His official departure announcement stated he was given the option of either playing club rugby or returning to league. He decided on the latter.
He probably had the same attitude - that he didn't want to play lower-level rugby - when he signed for the Blues. If so, then he didn't give himself the best opportunity to learn the game. Was he too proud or did he see himself as too good to lower himself to that level?
Either way, he lost an opportunity to comprehend what he'd encounter at a higher level, where you are more exposed. It's no wonder he felt like a league player alongside his union team-mates.
His self-assessment of being an average rugby player was due only to his unwillingness to expand his experience. Shortcuts tend to lead to dead ends.
Admitting that he'd lost his hunger in his final days of league is interesting, given he's suddenly found it again now that he wants to return to the NRL (although this new-found desire does not appear to extend to the English Super League, or NRL clubs outside Sydney).
He stated it's courageous to admit he's not good enough, but if you're honest with yourself, it's not hard to admit at all.

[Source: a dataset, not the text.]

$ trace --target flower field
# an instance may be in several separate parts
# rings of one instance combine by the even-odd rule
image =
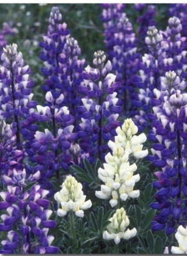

To stop bluffing yourself that everything is OK is much harder. Once realised, admitting you're wrong is easy.
We all know Marshall is a prodigious talent but he best think about wanting to play again for the right reasons. When a club is found, he needs to mould himself around their culture and not vice-versa.
If he really wants to continue playing rugby or league, he needs to play for the right reason. He should finish his career on a high, not a series of truncated, mediocre swansongs.